Rodrigues Pedro M, Olaizola Paula, Paiva Nuno A, Olaizola Irene, Agirre-Lizaso Alona, Landa Ana, Bujanda Luis, Perugorria Maria J, Banales Jesus M
Department of Liver and Gastrointestinal Diseases, Biodonostia Health Research Institute, Donostia University Hospital, University of the Basque Country (UPV/EHU), 20014 San Sebastian, Spain; email:
National Institute for the Study of Liver and Gastrointestinal Diseases, CIBERehd, Instituto de Salud Carlos III, 28029 Madrid, Spain.
Annu Rev Pathol. 2021 Jan 24;16:433-463. doi: 10.1146/annurev-pathol-030220-020455. Epub 2020 Dec 2.

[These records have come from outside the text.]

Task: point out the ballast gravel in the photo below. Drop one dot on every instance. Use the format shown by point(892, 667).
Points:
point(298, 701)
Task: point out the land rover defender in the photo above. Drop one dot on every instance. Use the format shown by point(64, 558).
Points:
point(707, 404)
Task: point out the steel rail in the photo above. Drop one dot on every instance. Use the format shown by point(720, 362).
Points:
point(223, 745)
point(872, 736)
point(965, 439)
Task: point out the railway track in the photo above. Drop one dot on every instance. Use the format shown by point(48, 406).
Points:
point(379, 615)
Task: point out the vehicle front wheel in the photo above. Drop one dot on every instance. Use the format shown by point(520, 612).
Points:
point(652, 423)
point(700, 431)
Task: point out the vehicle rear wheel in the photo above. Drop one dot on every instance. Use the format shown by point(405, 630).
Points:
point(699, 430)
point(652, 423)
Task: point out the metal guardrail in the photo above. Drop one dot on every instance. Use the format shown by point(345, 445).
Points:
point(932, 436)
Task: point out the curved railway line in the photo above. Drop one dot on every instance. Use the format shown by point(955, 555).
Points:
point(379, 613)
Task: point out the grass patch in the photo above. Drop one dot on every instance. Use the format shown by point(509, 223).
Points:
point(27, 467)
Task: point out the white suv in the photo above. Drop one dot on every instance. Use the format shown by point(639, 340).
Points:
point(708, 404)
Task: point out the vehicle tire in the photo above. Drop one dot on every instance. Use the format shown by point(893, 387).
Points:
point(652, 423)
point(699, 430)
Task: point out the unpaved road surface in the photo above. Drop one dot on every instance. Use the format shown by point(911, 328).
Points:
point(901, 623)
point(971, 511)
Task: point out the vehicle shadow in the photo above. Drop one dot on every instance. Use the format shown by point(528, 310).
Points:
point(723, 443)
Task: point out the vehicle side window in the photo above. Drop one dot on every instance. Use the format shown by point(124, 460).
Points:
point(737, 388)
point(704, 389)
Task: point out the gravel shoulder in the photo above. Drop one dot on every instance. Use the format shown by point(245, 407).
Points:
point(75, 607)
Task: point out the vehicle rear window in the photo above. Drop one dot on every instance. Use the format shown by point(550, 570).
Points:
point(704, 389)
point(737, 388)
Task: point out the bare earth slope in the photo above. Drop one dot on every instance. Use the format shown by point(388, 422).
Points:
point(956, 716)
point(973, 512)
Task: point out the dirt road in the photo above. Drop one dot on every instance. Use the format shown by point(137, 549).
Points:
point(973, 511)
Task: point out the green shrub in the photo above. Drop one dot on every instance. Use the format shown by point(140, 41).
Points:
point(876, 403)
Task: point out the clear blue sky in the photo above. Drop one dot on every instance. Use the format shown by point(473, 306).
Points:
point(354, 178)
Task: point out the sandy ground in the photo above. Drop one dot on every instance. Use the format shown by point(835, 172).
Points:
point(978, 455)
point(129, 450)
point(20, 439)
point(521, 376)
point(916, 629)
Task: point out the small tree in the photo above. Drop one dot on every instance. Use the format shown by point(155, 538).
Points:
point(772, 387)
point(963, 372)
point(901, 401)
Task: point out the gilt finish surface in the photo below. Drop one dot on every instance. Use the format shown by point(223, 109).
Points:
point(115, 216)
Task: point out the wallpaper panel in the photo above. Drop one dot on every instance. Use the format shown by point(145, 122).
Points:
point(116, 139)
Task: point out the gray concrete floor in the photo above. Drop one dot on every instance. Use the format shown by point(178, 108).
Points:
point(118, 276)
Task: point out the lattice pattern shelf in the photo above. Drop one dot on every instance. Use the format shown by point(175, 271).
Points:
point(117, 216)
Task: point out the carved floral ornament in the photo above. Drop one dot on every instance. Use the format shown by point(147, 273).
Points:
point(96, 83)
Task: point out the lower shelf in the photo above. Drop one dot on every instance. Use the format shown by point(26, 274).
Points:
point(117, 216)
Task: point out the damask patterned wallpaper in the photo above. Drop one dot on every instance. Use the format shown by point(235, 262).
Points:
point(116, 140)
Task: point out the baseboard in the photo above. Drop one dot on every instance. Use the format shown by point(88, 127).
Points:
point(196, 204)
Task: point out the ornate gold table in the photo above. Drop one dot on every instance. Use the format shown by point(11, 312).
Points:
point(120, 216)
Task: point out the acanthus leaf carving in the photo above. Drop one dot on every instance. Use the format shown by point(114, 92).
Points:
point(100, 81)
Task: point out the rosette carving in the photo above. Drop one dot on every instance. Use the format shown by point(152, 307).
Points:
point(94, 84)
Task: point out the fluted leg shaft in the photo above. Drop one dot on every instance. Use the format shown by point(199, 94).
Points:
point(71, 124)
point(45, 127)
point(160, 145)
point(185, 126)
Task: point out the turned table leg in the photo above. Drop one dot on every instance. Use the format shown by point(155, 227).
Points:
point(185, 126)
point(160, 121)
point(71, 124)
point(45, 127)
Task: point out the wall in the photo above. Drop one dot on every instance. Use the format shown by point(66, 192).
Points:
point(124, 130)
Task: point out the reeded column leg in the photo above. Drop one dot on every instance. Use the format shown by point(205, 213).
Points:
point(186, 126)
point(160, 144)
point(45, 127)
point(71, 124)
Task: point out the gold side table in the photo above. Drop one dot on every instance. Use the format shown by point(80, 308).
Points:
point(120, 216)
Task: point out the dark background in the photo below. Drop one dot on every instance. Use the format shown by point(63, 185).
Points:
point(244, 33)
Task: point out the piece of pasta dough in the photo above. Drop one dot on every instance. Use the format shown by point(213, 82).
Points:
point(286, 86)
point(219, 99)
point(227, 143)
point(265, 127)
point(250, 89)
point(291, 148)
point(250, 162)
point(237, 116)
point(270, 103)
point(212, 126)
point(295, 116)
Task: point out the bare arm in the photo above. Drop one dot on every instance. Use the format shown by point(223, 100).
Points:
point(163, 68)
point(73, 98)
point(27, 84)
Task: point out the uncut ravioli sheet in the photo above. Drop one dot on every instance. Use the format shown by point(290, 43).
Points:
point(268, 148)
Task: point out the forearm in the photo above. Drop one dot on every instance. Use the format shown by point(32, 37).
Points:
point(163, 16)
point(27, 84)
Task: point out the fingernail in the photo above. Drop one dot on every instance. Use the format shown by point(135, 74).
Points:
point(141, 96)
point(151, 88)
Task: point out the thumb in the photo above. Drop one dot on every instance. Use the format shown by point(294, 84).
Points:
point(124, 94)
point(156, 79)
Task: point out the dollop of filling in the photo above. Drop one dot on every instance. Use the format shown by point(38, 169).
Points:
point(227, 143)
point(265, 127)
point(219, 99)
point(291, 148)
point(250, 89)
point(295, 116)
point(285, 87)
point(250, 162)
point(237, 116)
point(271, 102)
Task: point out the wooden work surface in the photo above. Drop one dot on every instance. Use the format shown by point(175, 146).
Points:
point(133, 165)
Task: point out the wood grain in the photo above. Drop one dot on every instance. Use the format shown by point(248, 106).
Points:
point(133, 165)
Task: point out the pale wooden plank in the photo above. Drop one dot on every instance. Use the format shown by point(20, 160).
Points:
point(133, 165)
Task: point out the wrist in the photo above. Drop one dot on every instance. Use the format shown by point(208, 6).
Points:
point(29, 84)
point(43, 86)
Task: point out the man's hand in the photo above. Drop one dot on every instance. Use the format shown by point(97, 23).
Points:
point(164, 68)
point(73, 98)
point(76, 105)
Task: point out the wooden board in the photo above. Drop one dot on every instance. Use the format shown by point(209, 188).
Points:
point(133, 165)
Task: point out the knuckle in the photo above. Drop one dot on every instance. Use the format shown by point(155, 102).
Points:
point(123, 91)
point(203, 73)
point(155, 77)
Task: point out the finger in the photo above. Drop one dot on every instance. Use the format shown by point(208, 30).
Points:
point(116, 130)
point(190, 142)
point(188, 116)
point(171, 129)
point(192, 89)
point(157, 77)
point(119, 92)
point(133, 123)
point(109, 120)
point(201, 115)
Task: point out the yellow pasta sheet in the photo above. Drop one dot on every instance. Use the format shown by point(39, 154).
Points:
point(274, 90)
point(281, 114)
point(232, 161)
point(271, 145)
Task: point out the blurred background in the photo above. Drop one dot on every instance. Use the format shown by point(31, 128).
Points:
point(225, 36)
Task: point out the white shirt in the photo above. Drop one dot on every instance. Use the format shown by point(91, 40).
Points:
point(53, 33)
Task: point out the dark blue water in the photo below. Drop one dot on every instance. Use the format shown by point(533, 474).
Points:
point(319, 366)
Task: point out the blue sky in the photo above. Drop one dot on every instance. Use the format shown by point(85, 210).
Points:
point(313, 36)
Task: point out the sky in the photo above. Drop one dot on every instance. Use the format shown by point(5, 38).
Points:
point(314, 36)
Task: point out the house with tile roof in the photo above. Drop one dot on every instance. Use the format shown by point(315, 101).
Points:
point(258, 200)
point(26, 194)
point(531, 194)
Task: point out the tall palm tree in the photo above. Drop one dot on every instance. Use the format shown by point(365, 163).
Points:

Cholangiocarcinoma (CCA) encompasses a group of malignancies that can arise at any point in the biliary tree. Although considered a rare cancer, the incidence of CCA is increasing globally. The silent and asymptomatic nature of these tumors, particularly in their early stages, in combination with their high aggressiveness, intra- and intertumor heterogeneity, and chemoresistance, significantly compromises the efficacy of current therapeutic options, contributing to a dismal prognosis. During the last few years, increasing efforts have been made to unveil the etiologies and pathogenesis of these tumors and to develop more effective therapies. In this review, we summarize current findings in the field of CCA, mainly focusing on the mechanisms of pathogenesis, cells of origin, genomic and epigenetic abnormalities, molecular alterations, chemoresistance, and therapies.
胆管癌(CCA)是一组可发生于胆管树任何部位的恶性肿瘤。尽管被认为是一种罕见癌症,但CCA的发病率在全球范围内正在上升。这些肿瘤具有隐匿性和无症状性,尤其是在早期阶段,再加上其高侵袭性、肿瘤内和肿瘤间的异质性以及化疗耐药性,严重影响了当前治疗方案的疗效,导致预后不佳。在过去几年中,人们加大了对这些肿瘤的病因和发病机制的研究力度,并致力于开发更有效的治疗方法。在本综述中,我们总结了CCA领域的当前研究结果,主要关注发病机制、起源细胞、基因组和表观遗传异常、分子改变、化疗耐药性以及治疗方法。